If you created the `postgres` user after a new PostgreSQL install as described above, both `dbUsername` and `dbPassword` will be the username you use to log into your computer.
###### Public (Non-Secure)
Non-secure values are stored in `static.config.json`. In order to prevent conflicts amongst developers you copy the static config into `overrideStatic.config.json` and change the config values there.

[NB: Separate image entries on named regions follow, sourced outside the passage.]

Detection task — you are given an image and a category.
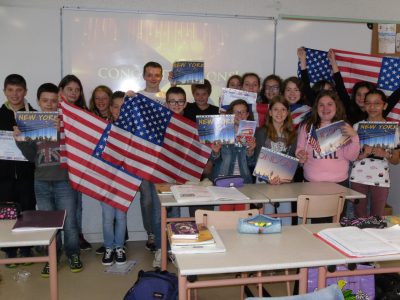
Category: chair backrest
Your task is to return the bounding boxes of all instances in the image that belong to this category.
[246,284,344,300]
[194,209,259,229]
[297,194,344,224]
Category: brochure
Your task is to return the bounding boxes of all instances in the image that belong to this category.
[357,121,398,149]
[253,147,299,182]
[15,111,58,142]
[315,120,350,156]
[172,61,204,85]
[236,120,257,146]
[196,115,235,144]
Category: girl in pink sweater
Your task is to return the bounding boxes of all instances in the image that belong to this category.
[296,91,360,186]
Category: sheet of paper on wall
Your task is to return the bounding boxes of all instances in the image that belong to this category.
[378,24,396,53]
[0,130,28,161]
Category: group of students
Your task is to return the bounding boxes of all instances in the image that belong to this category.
[0,48,400,277]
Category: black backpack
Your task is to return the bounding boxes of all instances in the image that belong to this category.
[124,270,178,300]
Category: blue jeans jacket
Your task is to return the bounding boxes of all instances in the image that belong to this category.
[211,145,255,183]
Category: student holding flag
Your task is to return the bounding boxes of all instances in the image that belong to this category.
[296,91,360,186]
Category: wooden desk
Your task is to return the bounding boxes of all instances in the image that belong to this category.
[0,220,58,300]
[305,224,400,288]
[176,225,345,300]
[159,182,365,270]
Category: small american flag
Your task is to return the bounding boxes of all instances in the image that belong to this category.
[297,48,332,83]
[308,125,321,156]
[61,101,141,211]
[101,94,211,183]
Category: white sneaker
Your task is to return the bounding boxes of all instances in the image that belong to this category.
[153,249,161,269]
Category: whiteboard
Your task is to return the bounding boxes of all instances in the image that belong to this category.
[275,20,372,78]
[0,6,61,108]
[62,9,275,103]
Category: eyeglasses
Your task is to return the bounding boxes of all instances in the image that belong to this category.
[265,85,279,92]
[233,110,247,116]
[167,100,186,106]
[364,102,385,107]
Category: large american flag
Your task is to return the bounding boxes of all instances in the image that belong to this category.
[101,94,211,183]
[61,101,141,212]
[298,48,400,122]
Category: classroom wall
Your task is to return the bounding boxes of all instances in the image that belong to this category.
[0,0,400,241]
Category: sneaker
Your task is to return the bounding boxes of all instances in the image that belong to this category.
[69,254,83,273]
[79,234,92,250]
[96,246,106,255]
[40,263,50,278]
[101,248,114,266]
[145,233,156,252]
[153,249,161,269]
[115,248,126,265]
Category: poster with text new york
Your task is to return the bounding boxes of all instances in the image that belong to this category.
[15,111,58,142]
[196,115,235,144]
[172,61,204,85]
[357,121,398,149]
[253,147,299,183]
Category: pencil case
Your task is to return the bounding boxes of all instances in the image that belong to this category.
[237,215,282,234]
[0,202,21,220]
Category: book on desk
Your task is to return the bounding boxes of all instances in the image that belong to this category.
[171,184,250,203]
[316,225,400,257]
[11,210,66,232]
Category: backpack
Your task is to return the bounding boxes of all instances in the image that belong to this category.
[124,270,178,300]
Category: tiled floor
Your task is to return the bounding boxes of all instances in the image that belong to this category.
[0,241,285,300]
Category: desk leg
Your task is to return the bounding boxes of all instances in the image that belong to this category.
[178,273,190,300]
[318,267,327,289]
[49,235,58,300]
[299,268,308,295]
[161,206,168,270]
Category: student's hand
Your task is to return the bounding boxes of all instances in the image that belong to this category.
[125,90,136,97]
[296,150,308,164]
[13,126,24,141]
[372,147,390,158]
[340,124,357,137]
[328,49,339,73]
[269,175,281,185]
[297,47,307,70]
[168,71,176,86]
[211,141,222,156]
[247,137,256,156]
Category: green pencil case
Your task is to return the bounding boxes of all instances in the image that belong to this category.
[237,214,282,234]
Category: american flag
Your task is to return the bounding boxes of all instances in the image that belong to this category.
[298,48,400,122]
[297,48,332,83]
[308,125,321,156]
[61,101,141,212]
[101,94,211,183]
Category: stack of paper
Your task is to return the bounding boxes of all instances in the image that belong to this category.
[317,225,400,257]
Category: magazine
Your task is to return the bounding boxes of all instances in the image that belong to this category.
[220,88,257,111]
[15,111,58,142]
[315,120,350,156]
[196,115,235,144]
[253,147,299,182]
[236,120,257,146]
[357,121,398,149]
[171,184,250,203]
[172,61,204,85]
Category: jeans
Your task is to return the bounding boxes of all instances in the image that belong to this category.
[101,202,126,249]
[73,190,82,234]
[35,180,79,257]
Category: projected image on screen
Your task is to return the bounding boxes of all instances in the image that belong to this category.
[62,9,274,104]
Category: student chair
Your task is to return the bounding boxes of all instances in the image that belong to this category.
[246,284,344,300]
[193,209,259,299]
[297,194,344,224]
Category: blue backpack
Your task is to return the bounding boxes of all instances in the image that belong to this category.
[124,270,178,300]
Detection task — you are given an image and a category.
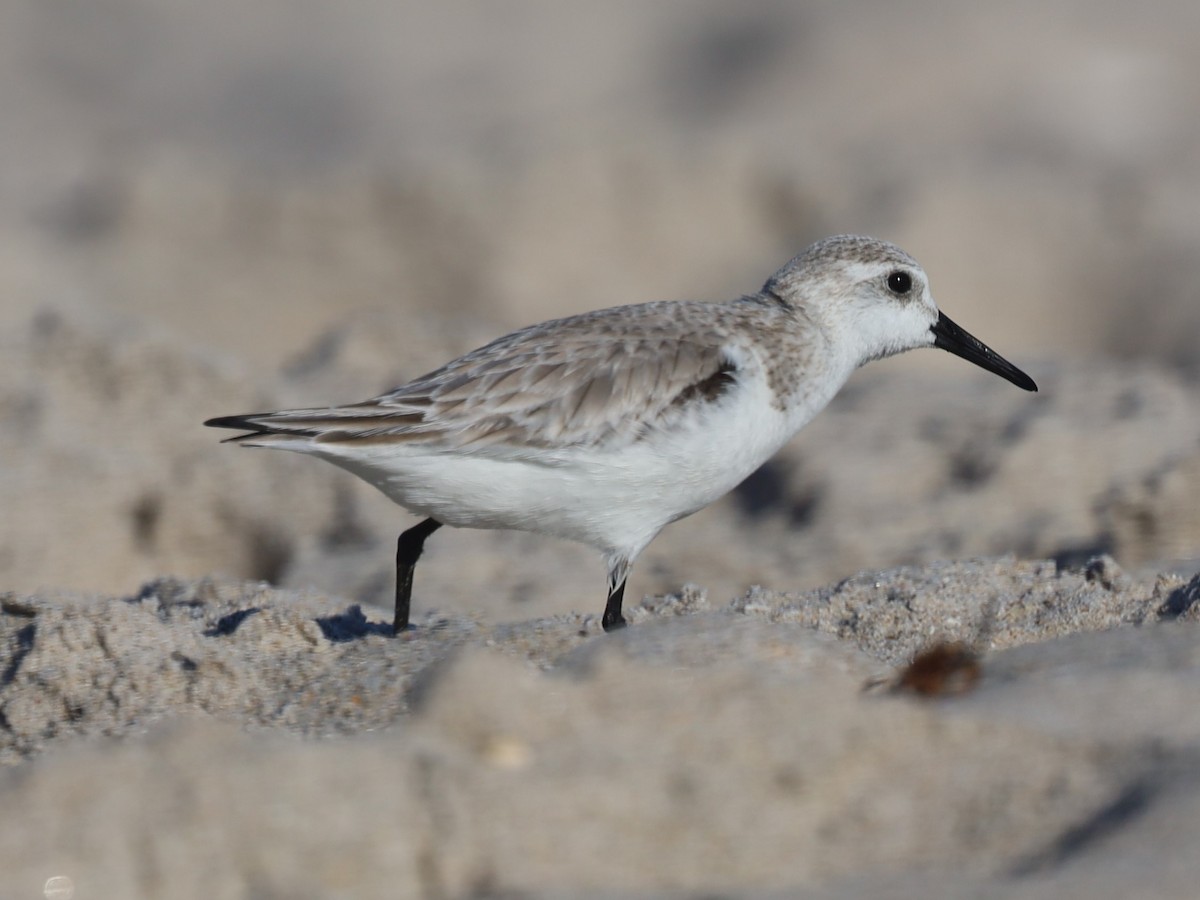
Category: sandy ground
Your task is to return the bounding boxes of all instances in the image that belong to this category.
[0,0,1200,900]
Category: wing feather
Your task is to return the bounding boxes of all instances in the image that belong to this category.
[211,302,737,454]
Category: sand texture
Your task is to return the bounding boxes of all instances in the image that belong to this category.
[0,0,1200,900]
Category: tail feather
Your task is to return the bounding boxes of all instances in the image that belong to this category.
[204,413,319,444]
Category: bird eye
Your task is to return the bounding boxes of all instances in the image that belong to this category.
[888,269,912,294]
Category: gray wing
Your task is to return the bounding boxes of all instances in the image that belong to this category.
[206,302,737,455]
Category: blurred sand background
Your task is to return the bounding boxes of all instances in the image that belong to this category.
[0,0,1200,896]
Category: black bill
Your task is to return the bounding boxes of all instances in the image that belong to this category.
[929,312,1038,391]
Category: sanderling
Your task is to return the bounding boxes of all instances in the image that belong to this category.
[205,235,1037,634]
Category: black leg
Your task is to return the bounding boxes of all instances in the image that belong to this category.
[600,578,625,631]
[391,518,444,635]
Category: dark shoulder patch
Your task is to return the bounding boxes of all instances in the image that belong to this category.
[672,359,738,407]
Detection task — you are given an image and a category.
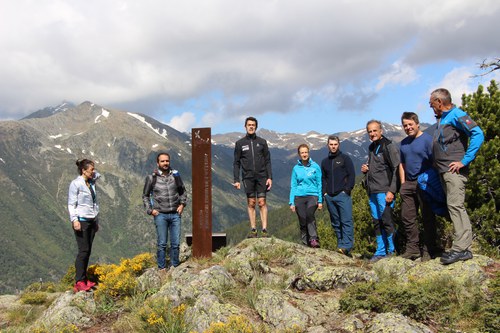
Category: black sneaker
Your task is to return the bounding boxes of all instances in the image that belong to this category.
[337,248,352,258]
[400,252,420,260]
[441,250,472,265]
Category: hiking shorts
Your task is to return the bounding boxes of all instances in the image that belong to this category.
[243,178,267,198]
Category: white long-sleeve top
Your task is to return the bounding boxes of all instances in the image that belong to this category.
[68,176,99,222]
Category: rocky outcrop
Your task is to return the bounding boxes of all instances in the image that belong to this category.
[0,238,494,333]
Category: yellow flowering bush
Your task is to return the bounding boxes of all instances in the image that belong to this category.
[87,253,154,298]
[30,324,80,333]
[203,316,260,333]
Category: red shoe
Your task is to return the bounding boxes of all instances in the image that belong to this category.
[73,281,90,293]
[310,238,319,249]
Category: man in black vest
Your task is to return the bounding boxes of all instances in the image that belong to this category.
[142,153,187,271]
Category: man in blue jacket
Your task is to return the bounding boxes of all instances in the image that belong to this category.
[321,135,356,256]
[361,120,399,262]
[429,88,484,265]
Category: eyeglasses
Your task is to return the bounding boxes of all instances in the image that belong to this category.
[429,98,439,107]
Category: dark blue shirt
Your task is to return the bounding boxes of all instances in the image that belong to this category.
[400,132,432,180]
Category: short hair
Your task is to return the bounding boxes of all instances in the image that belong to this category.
[326,134,340,143]
[297,143,310,154]
[431,88,451,105]
[245,117,259,129]
[401,112,420,124]
[76,158,94,176]
[366,119,382,130]
[156,153,170,163]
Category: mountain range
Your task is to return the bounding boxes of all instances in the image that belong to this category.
[0,102,426,293]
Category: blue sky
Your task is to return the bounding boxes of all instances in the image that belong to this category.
[0,0,500,134]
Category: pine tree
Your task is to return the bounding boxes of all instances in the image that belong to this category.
[462,81,500,257]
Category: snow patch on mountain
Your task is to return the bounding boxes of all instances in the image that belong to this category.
[94,108,109,124]
[127,112,168,139]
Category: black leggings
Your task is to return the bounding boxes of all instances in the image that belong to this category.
[73,221,97,282]
[294,195,318,245]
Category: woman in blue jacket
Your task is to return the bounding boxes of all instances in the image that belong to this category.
[289,144,323,248]
[68,159,99,292]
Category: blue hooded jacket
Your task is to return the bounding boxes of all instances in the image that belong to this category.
[289,159,323,206]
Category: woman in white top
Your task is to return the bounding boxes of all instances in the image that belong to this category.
[68,159,99,292]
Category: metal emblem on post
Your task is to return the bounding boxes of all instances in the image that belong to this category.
[191,127,212,258]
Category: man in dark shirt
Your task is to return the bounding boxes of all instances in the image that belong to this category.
[233,117,273,238]
[399,112,440,261]
[321,135,356,256]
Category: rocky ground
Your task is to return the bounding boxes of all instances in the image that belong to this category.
[0,238,498,333]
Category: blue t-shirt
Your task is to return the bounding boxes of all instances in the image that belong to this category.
[400,132,432,180]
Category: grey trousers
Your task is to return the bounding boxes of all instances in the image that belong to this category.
[441,172,472,251]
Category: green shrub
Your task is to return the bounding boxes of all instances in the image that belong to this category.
[340,277,486,327]
[138,298,189,333]
[21,291,47,305]
[480,273,500,333]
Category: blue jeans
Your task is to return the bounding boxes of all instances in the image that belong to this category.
[325,191,354,251]
[155,213,181,269]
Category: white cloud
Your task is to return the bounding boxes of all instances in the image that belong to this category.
[429,67,500,105]
[167,112,196,132]
[376,62,418,91]
[0,0,500,130]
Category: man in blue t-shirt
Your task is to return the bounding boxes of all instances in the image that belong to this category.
[399,112,441,261]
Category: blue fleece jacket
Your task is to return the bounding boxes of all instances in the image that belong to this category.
[289,159,323,206]
[433,106,484,173]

Do not commit changes to `static.config.json`.
cp static.config.json overrideStatic.config.json
We can configure some of the layouts for the EDSC presentation by updating the `defaultPortal` value in `overrideStatic.config.json`. For development purposes we should set this to `edsc`.
##### Database Migration
Ensure that you have a database created:
createdb edsc_dev
To run the migrations locally:
npm run invoke-local migrateDatabase
###### Creating a new database migration
To create a new database migration use this command to ensure the migration follow the same timestamp name scheme.
npm run migrate create name-of-migration
### Run the Application Locally
The local development environment for the static assets can be started by executing the command below in the project root directory:
npm start
This will start everything you need to run Earthdata Search locally.
- React application: [http://localhost:8080](http://localhost:8080)
- Mock API Gateway: [http://localhost:3001](http://localhost:3001)
- Watch for code changes to the `serverless` directory
- ElasticMQ container for SQS Queues.
- Mock SQS service to trigger lambdas on SQS messages.
- Mock S3 service for generating notebooks.#### Optional Services
By default we don't run SQS or an image cache locally. In order to run the application with those services you need to include the follow environment variables when you start the application
USE_IMAGE_CACHE=true SKIP_SQS=false npm start
Or run
npm run start:optionals
### Building the Application
The production build of the application will be output in the `/static/dist/` directory:
npm run build
This production build can be run locally with any number of http-server solutions. A simple one is to use the http-server package
npx http-server static/dist
### Invoking lambdas locally
To invoke lambdas locally we must create a stringified JSON file with the order information to the specific lambda we are trying to run the structure of the events will differ between the lambda. Typically this will include data from your local database instance which is used in the event information.
npm run invoke-local ./path/to/event.json
### Run the Automated [Jest](https://jestjs.io/) tests
Once the project is built, you must ensure that the automated unit tests pass:
npm run test
To run Jest in `watch` mode
npm run test:watch
To only get coverage on files tested run
npm run test:watch-lite
Test coverage will be updated in the coverage directory to see breakdown use
open coverage/lcov-report/index.html
### Deployment
When the time comes to deploy the application, first ensure that you have the required ENV vars set:
- AWS_ACCESS_KEY_ID
- AWS_SECRET_ACCESS_KEY
- STAGE_NAMEThis application runs in a VPC for NASA security purposes, therefore the following values are expected when a deployment occurs:
- VPC_ID
- SUBNET_ID_A
- SUBNET_ID_B
- INTERNET_SERVICE_EAST_VPCFor production use, this application uses Scatter Swap to obfuscate some IDs -- the library does not require a value be provided but if you'd like to control it you can set the following ENV vars:
- OBFUSCATION_SPIN
- OBFUSCATION_SPIN_SHAPEFILESTo deploy the full application use the following:
bin/deploy_bamboo.sh
Note: In that script all the env variables are prefixed with `bamboo_` to match our deployments.